Tate ywanitumile ywembe mwene atikwashuhudia kuhusu nenga. Muyowine kwaa lilobe lyake wala kubonekeya liumbo lyake wakati wowote.
38 En Zijn woord hebt gij niet in u blijvende; want gij gelooft Dien niet, Dien Hij gezonden heeft.
Ntopo neno lyake nkati yinu kwa mana mumwaminiye kwaa ywembe ywanitumile.
39 Onderzoekt de Schriften; want gij meent in dezelve het eeuwige leven te hebben; en die zijn het, die van Mij getuigen. (aiōnios )
Mugachunguza maandiko mkidhani mwabile ni ukoto wangeyomoka nkati yake, na maandiko ago yaashuhudia habari yango na (aiōnios )

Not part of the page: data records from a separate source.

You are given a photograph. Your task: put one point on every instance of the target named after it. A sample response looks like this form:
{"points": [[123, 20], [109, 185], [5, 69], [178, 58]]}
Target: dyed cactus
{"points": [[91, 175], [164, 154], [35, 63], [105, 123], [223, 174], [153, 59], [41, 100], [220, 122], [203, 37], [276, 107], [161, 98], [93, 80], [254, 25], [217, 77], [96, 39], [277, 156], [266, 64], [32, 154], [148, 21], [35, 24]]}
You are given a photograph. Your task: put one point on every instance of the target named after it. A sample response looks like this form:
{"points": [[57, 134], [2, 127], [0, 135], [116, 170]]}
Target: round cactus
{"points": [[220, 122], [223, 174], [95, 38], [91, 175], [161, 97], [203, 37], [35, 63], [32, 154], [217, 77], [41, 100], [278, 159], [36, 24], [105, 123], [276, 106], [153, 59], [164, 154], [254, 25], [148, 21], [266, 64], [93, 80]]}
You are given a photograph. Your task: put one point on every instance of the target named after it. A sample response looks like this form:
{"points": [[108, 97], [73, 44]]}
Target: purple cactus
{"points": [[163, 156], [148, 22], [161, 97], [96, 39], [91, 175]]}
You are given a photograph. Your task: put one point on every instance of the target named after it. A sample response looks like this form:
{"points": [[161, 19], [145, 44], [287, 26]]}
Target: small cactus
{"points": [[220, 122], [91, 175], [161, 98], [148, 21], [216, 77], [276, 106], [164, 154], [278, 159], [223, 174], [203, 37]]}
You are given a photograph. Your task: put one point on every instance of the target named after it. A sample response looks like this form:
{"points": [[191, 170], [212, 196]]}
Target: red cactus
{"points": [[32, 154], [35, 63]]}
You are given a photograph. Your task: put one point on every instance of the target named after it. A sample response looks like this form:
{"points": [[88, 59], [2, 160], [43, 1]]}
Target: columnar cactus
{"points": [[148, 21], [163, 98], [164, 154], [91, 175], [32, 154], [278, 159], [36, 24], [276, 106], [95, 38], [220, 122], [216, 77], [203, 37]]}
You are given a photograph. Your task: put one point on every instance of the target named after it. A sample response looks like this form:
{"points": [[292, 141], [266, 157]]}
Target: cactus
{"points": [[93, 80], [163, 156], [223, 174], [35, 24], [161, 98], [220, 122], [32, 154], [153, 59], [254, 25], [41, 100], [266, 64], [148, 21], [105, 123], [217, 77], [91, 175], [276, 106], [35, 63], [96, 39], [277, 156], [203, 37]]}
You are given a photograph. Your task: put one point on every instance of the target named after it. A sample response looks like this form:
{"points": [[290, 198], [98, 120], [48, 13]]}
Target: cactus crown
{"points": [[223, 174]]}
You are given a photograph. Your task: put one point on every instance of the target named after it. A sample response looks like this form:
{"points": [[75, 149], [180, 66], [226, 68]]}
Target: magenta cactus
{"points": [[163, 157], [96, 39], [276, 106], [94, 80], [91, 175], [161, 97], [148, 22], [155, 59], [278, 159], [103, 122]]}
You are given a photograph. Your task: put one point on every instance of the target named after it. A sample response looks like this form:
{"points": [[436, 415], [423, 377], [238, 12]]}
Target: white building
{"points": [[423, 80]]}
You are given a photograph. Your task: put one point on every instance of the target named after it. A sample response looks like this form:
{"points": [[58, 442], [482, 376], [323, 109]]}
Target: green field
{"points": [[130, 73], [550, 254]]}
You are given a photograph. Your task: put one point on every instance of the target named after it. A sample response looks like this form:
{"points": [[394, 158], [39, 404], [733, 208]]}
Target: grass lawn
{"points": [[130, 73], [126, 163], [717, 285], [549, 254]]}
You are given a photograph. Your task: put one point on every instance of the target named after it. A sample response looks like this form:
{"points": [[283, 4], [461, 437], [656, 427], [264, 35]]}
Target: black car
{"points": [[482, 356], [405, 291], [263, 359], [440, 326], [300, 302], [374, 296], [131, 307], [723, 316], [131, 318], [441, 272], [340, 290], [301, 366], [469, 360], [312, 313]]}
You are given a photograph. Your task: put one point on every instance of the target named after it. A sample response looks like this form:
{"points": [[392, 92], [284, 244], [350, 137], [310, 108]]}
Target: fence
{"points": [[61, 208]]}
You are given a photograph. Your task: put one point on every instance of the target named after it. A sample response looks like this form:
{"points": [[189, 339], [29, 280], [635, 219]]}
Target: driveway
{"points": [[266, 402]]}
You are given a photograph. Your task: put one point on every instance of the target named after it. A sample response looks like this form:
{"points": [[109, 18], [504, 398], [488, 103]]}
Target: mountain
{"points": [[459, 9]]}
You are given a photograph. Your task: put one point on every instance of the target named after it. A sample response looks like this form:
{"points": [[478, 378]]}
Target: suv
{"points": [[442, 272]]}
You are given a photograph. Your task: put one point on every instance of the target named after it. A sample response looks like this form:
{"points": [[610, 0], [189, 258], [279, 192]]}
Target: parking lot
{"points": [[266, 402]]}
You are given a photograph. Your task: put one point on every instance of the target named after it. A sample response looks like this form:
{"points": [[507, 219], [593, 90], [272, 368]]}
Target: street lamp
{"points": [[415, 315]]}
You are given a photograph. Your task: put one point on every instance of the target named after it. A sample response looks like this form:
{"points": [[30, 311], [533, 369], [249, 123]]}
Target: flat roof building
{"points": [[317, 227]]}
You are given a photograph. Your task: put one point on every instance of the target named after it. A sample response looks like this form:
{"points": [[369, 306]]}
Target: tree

40 En gij wilt tot Mij niet komen, opdat gij het leven moogt hebben.
mukani kuisa kwango ili mpate ukoto wangeyomoka.
41 Ik neem geen eer van mensen;
Nenga nipokya kwaa sifa boka kwa bandu.
42 Maar Ik ken ulieden, dat gij de liefde Gods in uzelven niet hebt.
Lakini nitangite kuwa ntopo upendo wa Nnongo yinu mwenga mwabene.
43 Ik ben gekomen in den Naam Mijns Vaders, en gij neemt Mij niet aan; zo een ander komt in zijn eigen naam, dien zult gij aannemen.
Nenga niisile kwa lina lya Tate bango, muweza kwaa kunipokya. Kati ywenge aisa kwa lina lyake mwalowa kumpokya.
44 Hoe kunt gij geloven, gij, die eer van elkander neemt, en de eer, die van God alleen is, niet zoekt?
Je muweza kwaa kuamini mwenga ambao mpala kwaa sifa iboka kwa Nnongo wa pekee?
45 Meent niet, dat Ik u verklagen zal bij den Vader; die u verklaagt, is Mozes, op welken gij gehoopt hebt.
Kana muwaze nenga nitabashitaki nnonge ya Tate. Ywaabashitakiya mwenga ni Musa, ambaye mwenga mubekite matumaini yinu kwake.
46 Want indien gij Mozes geloofdet, zo zoudt gij Mij geloven; want hij heeft van Mij geschreven.
Kati mwatikumwamini Musa, mwalowa kuniamini nenga kwa kuwa ywembe aandikile habari zangu nenga.
47 Maar zo gij zijn Schriften niet gelooft, hoe zult gij Mijn woorden geloven?
Muyaamini kwaa maandiko gake, mwaweza kwaa kugaamini maneno yango?